In Lüdinghausen und den anderen rund 1 500 Frauenklöstern und klösterlichen Niederlassungen hierzulande ist der größte Teil der Schwestern im Rentenalter. Nur rund 16 Prozent aller Nonnen sind jünger als 65 Jahre, so die offizielle Statistik. Das Durchschnittsalter soll bei knapp 80 Jahren liegen. Etwa 18 300 katholische Klosterfrauen gibt es noch, kaum ein Fünftel der vor 70 Jahren bestehenden Schwesternschar. Etwa tausend Nonnen werden in diesem Jahr voraussichtlich sterben und im gleichen Zeitraum nur rund sechzig neu in ein Kloster eintreten. Das Ende der Frauenorden scheint nur eine Frage der Zeit zu sein: Im Kloster Lüdinghausen werden in zehn Jahren wohl nur noch zwanzig Schwestern leben.
Vielerorts sind die Klöster zu groß geworden, der Unterhalt überfordert die Nonnen; manchmal fallen sie auf betrügerische Verwalter herein wie die Christkönigsschwestern in Berlin-Lankwitz, die so ihr Vermögen und letztlich ihr Kloster verloren. Es fehlt an Führungskräften in mittleren Jahren – für die Orden, aber auch für die ordenseigenen Krankenhäuser, Altenheime und Schulen. Den alt gewordenen Schwestern fällt der Abschied von ihren Klöstern schwer. Die greise Gemeinschaft macht das Klosterleben für Novizinnen, sofern es sie gibt, nicht unbedingt verlockender.
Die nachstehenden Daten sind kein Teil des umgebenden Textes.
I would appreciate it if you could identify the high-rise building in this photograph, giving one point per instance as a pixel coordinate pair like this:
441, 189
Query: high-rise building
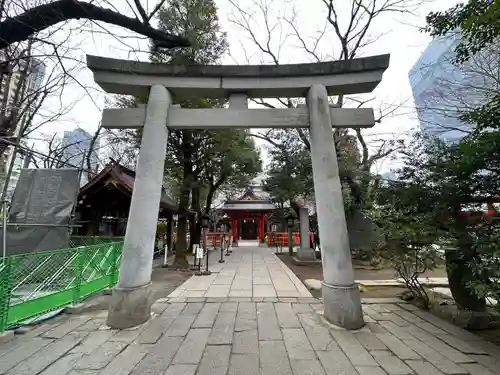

„Das ist eine große Herausforderung“, sagt Schwester Aloisia Höing, die im Bergkloster im thüringischen Heiligenstadt lebt. Sie ist seit Februar Beauftragte für das Zukunftsproblem bei der Ordensobernkonferenz, dem Dachverband der katholischen Ordensgemeinschaften. Sie organisiert Workshops und versucht zu vermitteln, wenn Schwestern sich weigern, ihr liebgewonnenes Kloster zu verlassen. „Wir suchen alle miteinander, wo und wie es weitergehen kann“, sagt sie. Einrichtungen, die die Schwestern nicht mehr bewirtschaften könnten, empfiehlt sie aufzugeben. Sie schlägt vor, externe Fachleute mit komplizierten Aufgaben zu betrauen. Die Ordensgemeinschaften dürften ihre Authentizität nicht verlieren, müssten andererseits aber mehr Gestaltungsfreiheit zulassen.
Hier und da tut sich auch schon etwas: Es gibt inzwischen gemischte Klöster, in denen die Oberin aus einem anderen Orden kommt als die Schwestern, in Osnabrück etwa. In Recklinghausen leben gar Nonnen und Mönche in einer klösterlichen Gemeinschaft zusammen.
„Unser Problem ist nicht die Überalterung, sondern die Unterjüngung“, sagt Schwester Katharina in Lüdinghausen. Mit anderen Worten: Es fehle der junge Zuwachs. „Wir müssen viel mehr ausprobieren“, rät sie. Die Frau mit dem rosig-runden Gesicht und dem widerspenstig unter dem Schleier hervorquellenden grauen Pony hat ihr halbes Leben im Kloster verbracht.
Als sie 1964 in Düsseldorf zur Welt kam, setzte bei den Frauenorden gerade jener Schrumpfungsprozess ein, der bis heute anhält: Es ist die Zeit des Feminismus, der Studentenrevolte, der sexuellen Befreiung. Schon als Kind habe sie ihre Eltern damit geärgert, nicht Lehrerin oder Stewardess zu werden, sondern Nonne, erzählt sie. „Dabei wusste ich damals gar nicht, was das ist.“ Sie wächst in einem katholischen Elternhaus auf, studiert Theologie, will Pastoralreferentin werden.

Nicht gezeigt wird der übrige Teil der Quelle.